Key Points about Synovial Sarcoma
- Synovial sarcoma is a soft tissue cancer that can affect the leg, arm or throat.
- Having certain genetic conditions that affect the soft tissue can increase your risk of developing synovial sarcoma.
- Doctors use imaging tests, biopsy and physical exams to diagnose synovial sarcoma.
- Treatment for synovial sarcoma may include surgery, chemotherapy and/or radiation therapy.
Synovial sarcoma is a rare type of soft tissue cancer that typically occurs near large joints – most often the knee – in young adults between 15 and 40. This type of cancer can also affect the arms or throat. Synovial sarcoma makes up 5 to 10 percent of all soft tissue tumors.
Synovial sarcoma causes
Synovial sarcoma is caused when mutations (changes) occur in the cells, and then those cells grow and multiply quickly.
Synovial sarcoma risk factors
The following factors may increase your risk for developing synovial sarcoma:
- Having been exposed to certain carcinogenic (cancer-causing) chemicals
- Having certain inherited genetic conditions, including:
- Li-Fraumeni syndrome
- Neurofibromatosis 1
- Having undergone radiation therapy
Synovial sarcoma symptoms
In its early stages, this type of cancer typically doesn’t cause any symptoms. When they do occur, signs and symptoms of synovial sarcoma can include:
- A lump that can be felt
- An area of swelling
- Pain in the affected area
Synovial sarcoma diagnosis
Your oncologist may use one or more of the following tests to diagnose this condition:
- Physical exam – your doctor will perform a complete physical exam, including asking questions about your health history, symptoms and related risk factors.
- Biopsy – in this test, your doctor removes a biopsy (small tissue sample) from the area of the suspected cancer. This sample is sent to the laboratory, where a specialist closely checks the biopsy for cancer.

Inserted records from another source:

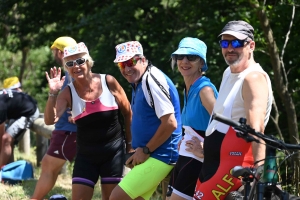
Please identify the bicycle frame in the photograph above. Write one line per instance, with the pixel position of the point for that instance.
(268, 185)
(265, 181)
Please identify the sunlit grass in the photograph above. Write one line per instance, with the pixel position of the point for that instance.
(26, 188)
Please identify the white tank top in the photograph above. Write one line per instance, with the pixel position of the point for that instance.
(230, 102)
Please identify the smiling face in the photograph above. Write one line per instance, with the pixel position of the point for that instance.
(189, 68)
(77, 71)
(134, 73)
(237, 57)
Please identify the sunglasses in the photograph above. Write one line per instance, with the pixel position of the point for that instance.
(234, 43)
(129, 63)
(79, 61)
(189, 57)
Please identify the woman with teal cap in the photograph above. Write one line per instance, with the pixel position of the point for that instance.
(199, 98)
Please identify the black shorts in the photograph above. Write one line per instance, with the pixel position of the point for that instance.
(105, 161)
(184, 176)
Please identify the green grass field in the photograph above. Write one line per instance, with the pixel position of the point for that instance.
(63, 184)
(25, 189)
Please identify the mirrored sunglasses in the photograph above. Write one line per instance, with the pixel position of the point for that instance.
(189, 57)
(129, 63)
(234, 43)
(79, 61)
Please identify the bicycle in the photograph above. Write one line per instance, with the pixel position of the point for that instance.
(264, 179)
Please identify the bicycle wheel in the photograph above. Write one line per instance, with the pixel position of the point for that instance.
(293, 197)
(234, 195)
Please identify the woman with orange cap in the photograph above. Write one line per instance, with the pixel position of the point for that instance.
(95, 101)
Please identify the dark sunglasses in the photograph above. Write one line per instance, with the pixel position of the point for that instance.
(129, 63)
(79, 61)
(234, 43)
(189, 57)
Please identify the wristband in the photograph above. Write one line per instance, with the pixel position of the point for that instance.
(52, 95)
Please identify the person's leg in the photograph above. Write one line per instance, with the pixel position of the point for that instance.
(106, 190)
(142, 180)
(119, 193)
(62, 147)
(51, 167)
(82, 192)
(6, 149)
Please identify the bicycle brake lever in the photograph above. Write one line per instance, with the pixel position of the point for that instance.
(238, 171)
(246, 137)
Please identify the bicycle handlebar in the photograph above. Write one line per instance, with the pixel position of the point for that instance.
(245, 129)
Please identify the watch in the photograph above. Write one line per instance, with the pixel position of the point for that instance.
(146, 150)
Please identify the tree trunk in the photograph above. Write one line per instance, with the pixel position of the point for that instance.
(280, 84)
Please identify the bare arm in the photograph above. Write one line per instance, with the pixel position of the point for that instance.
(2, 131)
(255, 94)
(55, 83)
(195, 146)
(208, 98)
(124, 105)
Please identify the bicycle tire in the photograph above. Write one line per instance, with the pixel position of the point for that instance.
(234, 195)
(293, 197)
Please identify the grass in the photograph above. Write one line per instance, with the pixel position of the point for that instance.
(63, 184)
(26, 188)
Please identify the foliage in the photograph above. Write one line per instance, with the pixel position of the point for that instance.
(29, 27)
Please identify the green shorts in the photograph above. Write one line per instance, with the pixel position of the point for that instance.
(143, 179)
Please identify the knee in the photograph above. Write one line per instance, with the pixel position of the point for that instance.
(6, 139)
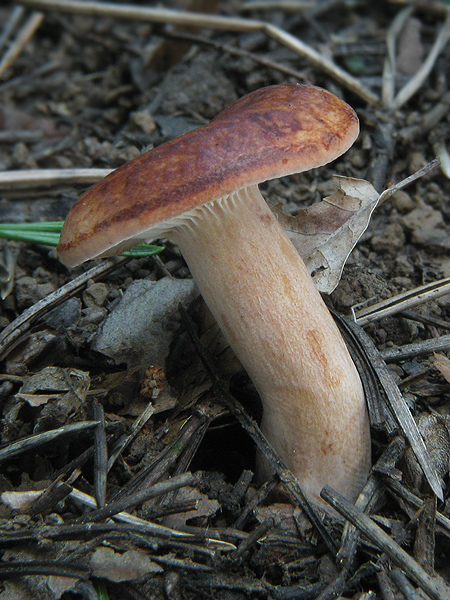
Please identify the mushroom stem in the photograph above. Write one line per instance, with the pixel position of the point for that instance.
(264, 300)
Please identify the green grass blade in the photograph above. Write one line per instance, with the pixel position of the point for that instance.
(48, 234)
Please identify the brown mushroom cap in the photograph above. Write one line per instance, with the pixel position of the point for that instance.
(272, 132)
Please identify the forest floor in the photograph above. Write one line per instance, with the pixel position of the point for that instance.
(89, 418)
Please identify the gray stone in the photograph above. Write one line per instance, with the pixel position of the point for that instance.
(140, 328)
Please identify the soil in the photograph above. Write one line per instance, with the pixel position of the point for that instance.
(91, 92)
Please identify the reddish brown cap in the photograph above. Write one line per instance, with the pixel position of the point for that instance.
(272, 132)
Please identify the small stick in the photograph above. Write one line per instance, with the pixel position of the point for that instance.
(12, 332)
(405, 300)
(129, 502)
(419, 78)
(199, 20)
(21, 41)
(433, 586)
(36, 178)
(100, 455)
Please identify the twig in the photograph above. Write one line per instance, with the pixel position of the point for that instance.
(34, 441)
(25, 35)
(416, 82)
(187, 19)
(399, 408)
(12, 332)
(435, 587)
(424, 348)
(44, 567)
(129, 502)
(390, 66)
(397, 489)
(265, 62)
(100, 455)
(403, 301)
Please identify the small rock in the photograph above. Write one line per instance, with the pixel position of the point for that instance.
(65, 315)
(139, 329)
(95, 294)
(402, 201)
(143, 120)
(390, 240)
(421, 218)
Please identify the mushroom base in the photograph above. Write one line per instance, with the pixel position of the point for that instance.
(264, 300)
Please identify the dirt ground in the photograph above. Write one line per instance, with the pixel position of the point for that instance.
(95, 92)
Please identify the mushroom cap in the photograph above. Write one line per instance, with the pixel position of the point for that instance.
(272, 132)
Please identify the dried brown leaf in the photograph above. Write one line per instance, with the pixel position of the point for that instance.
(325, 233)
(126, 566)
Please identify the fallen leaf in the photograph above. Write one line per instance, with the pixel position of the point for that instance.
(326, 232)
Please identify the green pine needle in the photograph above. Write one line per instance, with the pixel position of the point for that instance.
(48, 235)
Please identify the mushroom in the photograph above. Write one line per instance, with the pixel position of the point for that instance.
(201, 191)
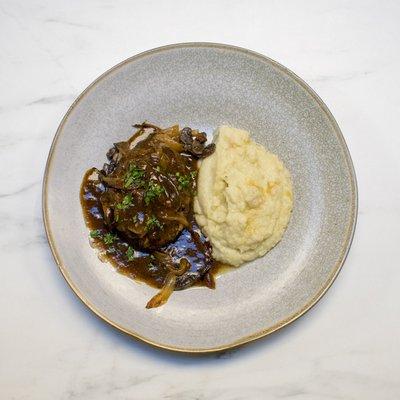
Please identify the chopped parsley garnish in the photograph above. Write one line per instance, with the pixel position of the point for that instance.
(95, 234)
(130, 254)
(109, 238)
(126, 202)
(134, 177)
(153, 191)
(153, 223)
(183, 180)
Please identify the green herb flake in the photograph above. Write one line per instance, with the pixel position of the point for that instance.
(154, 190)
(126, 202)
(109, 238)
(134, 177)
(130, 254)
(153, 223)
(95, 234)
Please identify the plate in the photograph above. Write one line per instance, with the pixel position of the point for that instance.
(204, 85)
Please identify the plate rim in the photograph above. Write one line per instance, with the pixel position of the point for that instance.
(263, 332)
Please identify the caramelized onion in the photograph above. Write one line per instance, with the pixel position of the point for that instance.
(163, 295)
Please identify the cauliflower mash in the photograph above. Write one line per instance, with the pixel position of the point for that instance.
(244, 198)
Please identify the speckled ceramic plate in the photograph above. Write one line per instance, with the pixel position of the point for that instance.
(204, 85)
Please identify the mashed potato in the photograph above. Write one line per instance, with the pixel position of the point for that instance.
(244, 198)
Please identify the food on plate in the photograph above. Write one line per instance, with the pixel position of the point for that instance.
(170, 210)
(139, 208)
(244, 198)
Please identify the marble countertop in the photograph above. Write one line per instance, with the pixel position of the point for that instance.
(347, 347)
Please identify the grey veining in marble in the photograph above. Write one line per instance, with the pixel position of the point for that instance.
(345, 348)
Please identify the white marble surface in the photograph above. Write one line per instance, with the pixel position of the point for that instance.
(347, 347)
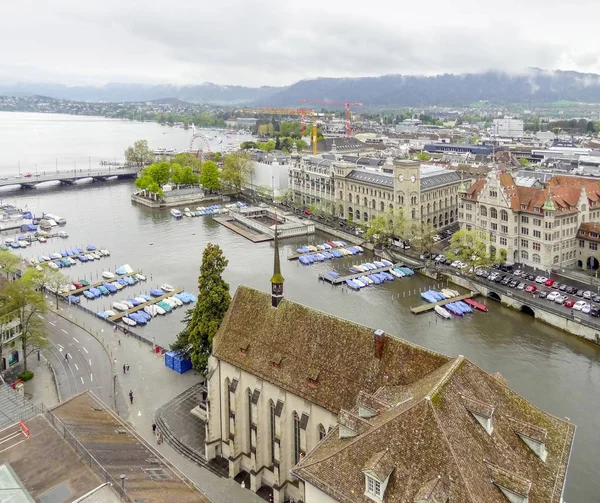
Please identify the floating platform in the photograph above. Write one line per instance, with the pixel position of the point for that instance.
(118, 316)
(430, 306)
(342, 279)
(229, 222)
(101, 282)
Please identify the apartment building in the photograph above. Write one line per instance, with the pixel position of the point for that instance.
(428, 193)
(531, 225)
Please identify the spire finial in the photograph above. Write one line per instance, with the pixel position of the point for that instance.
(277, 278)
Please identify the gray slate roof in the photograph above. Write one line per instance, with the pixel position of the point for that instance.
(362, 175)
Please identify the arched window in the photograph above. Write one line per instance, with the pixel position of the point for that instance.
(249, 395)
(296, 438)
(272, 430)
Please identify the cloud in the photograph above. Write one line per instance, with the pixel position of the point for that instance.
(255, 42)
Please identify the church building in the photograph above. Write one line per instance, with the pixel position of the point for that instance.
(322, 409)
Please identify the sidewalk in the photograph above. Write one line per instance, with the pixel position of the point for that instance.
(42, 388)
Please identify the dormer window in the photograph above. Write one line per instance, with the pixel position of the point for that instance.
(373, 488)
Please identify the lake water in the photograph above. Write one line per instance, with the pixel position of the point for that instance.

- Computerized tomography (CT) scan – this type of imaging test provides a 3D image of the inside of the body that your doctor can use to determine the size and location of the suspected cancer. Your doctor can also use the CT scan to help determine if the cancer has spread beyond the initial site.
- Magnetic resonance imaging (MRI) – this type of imaging test uses high-powered magnets to create detailed images of the inside of your body. Your doctor can closely examine these images to determine the size and location of the suspected cancer. Your doctor can also use the MRI to help determine if the cancer has spread beyond the initial site.
Synovial sarcoma treatment
Depending on your personal health history, the extent of the synovial sarcoma and other factors, your oncologist may recommend one or more of the following treatment options:
- Surgery – you may need to undergo surgery to remove the cancerous area. Your surgeon will work to preserve as much surrounding healthy tissue as possible.
- Chemotherapy – you may also need to undergo chemotherapy to destroy any cancerous cells that couldn’t be removed surgically. During this treatment, medication is used to destroy cancerous cells. Chemotherapy can be taken via an oral (by mouth) pill or intravenously (through a vein).
- Radiation therapy – this treatment uses high-powered energy beams to destroy cancerous cells. You may need to undergo radiation therapy to destroy any cancerous cells that couldn’t be removed surgically.
When should I seek care?
If you experience any of these symptoms, start by voicing your concerns and symptoms to your primary care provider. From there, your doctor may suggest seeing an oncologist for more specialized treatment.